THE EAST AFRICA VEHICLE LOAD CONTROL ACT

Uganda Moves to implement the East Africa Vehicle Load Control Act

The Ugandan government has instructed the Uganda National Roads Authority (UNRA) to align its vehicle load limits with those recommended in the East Africa Vehicle Load Control Act that was passed by the East Africa Legislative Assembly (EALA) in May.

 

In a letter dated August 23, 2013 and addressed to the acting Executive Director of UNRA, the Minister for Works and Transport Mr. Abraham James Byandala contends that the East Africa Vehicle Load Control Act seeks to harmonize the enforcement of vehicle load limits in the region in order to facilitate trade and as such, its implementation should be across board."Its prudent that Uganda aligns its vehicle load limits to those recommended under the EAC Vehicle Load Control Bill, 2012 just as Kenya has done," reads the letter in part. The government of Kenya, through a gazette notice published by the Cabinet Secretary for Transport and Infrastructure in June, aligned the traffic act with the regional act in a moved that was well received by the transport fraternity and traders in the country and beyond. President Kenyatta further instructed Kenya National Highways Authority and the Kenya Police Service to ensure that transit trucks are only weighed at the first and last weighbridges and to remove all roadblocks along the Northern Corridor route.

This move has greatly enhanced truck transit time from Mombasa to Malaba border to 3 days compared to 7 days or more in the preceding period."This is therefore a directive to UNRA to immediately revise and enforce the vehicle load limits in line with the EAC Vehicle Load Control Bill and by a copy of the same letter, request the Permanent Secretary to prepare statutory instrument ratiftying this directive," concludes the letter.
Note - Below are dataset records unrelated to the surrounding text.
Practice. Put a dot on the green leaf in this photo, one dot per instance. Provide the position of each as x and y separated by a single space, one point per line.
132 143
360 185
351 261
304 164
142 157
The directive has already been communicated to weighbridges across the country and implementation has commenced in earnest. "We are already implementing the directive by the minister," stated Catherine Nabuwa, the Mbale Weighstation Assistant, during a visit by the Northern Corridor survey team comprising key public and private sector stakeholders involved in trade along the corridor.

According to data availed by KPA, Uganda takes about 73 per cent of the total share of transit passing through Mombasa Port, followed by South Sudan at 11.6 per cent, DRC at 7.3 per cent, Rwanda at 3.9 per cent, Tanzania at 2.8 per cent and Burundi at less than 1 per cent. Faster implementation of the harmonized load limits, automation and harmonization of the border processess, improved security and removal of the numerous roadblocks on the Malaba - Gulu - Juba transit section will inevitably enhance trade along this section of the corridor.